- Directed by: Les Rose
- Written by: Richard Gabourie
- Produced by: Rob Iveson Richard Gabourie
- Starring: Richard Gabourie Chris Langevin Lynne Cavanagh
- Cinematography: Henri Fiks
- Edited by: Ron Wisman
- Music by: Paul Zaza
- Production company: Regenthall Films
- Distributed by: Ambassador Film Distributors
- Release date: 1978;
- Running time: 93 min.
- Country: Canada
- Language: English
- Budget: $250,000

= Three Card Monte (film) =

Three Card Monte is a 1978 Canadian crime drama film directed by Les Rose and starring Richard Gabourie as Busher, a small-time con man who meets and becomes a father figure to a runaway kid named Toby (Chris Langevin).

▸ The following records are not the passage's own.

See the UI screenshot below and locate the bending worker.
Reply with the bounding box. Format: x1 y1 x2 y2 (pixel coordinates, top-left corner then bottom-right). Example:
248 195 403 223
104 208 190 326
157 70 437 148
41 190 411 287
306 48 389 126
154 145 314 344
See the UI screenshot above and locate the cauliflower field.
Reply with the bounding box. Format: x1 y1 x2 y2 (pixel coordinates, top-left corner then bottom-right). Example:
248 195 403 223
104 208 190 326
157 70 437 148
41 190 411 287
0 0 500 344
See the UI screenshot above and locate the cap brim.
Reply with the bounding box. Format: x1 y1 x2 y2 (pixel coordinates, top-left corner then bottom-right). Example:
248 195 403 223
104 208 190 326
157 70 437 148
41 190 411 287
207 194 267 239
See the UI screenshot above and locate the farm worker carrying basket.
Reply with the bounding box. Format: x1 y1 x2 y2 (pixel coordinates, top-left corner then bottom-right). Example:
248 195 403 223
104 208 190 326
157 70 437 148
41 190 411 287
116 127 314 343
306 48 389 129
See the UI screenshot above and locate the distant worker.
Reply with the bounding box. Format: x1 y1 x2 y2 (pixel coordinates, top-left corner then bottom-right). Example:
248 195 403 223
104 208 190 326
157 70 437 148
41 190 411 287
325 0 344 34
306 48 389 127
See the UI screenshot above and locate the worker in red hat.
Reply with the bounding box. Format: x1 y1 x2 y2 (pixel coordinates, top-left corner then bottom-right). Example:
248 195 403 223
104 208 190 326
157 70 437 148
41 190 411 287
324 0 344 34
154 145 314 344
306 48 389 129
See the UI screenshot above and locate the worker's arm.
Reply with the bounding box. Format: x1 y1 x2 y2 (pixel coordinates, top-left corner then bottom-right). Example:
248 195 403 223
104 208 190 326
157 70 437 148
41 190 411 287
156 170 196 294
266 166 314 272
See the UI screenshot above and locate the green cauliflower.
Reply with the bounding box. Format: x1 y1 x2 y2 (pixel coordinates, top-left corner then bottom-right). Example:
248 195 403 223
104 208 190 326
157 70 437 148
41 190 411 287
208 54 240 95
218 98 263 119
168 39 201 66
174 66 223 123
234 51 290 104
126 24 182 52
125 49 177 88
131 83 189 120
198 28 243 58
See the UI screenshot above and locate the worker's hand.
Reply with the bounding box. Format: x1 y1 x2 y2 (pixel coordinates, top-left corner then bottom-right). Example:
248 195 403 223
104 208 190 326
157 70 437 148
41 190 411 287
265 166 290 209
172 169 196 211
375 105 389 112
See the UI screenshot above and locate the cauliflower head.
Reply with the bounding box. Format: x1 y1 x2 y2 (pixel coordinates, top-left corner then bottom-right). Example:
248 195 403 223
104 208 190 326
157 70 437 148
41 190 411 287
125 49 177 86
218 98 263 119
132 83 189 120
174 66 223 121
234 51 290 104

The film was written by Gabourie. It premiered at the 1978 Festival of Festivals.

At the 29th Canadian Film Awards in 1978, the film garnered 11 nominations, including Best Feature Film, Best Director (Rose), Best Actor (Gabourie) and Best Supporting Actress (Lynne Cavanagh). Gabourie won the award for Best Actor, as well as the Wendy Michener Award in honour of his all-around achievement as a virtual unknown who successfully wrote, coproduced and starred in his own debut film.

The film was dismissed by The Globe and Mail film critic Jay Scott as being "in the respected tradition of naturalistic, manic-depressive Canadian cinema", and as "less valuable for what it is than for what it indicates that the people involved with it might be able to do under other, more agreeable circumstances." Other critics were more charitable, with both Bruce Kirkland of the Toronto Star and Ian Haysom of the Ottawa Journal calling it a good but not perfect film.

Rose and Gabourie subsequently collaborated on the 1979 film Title Shot, which was more poorly received than Three Card Monte.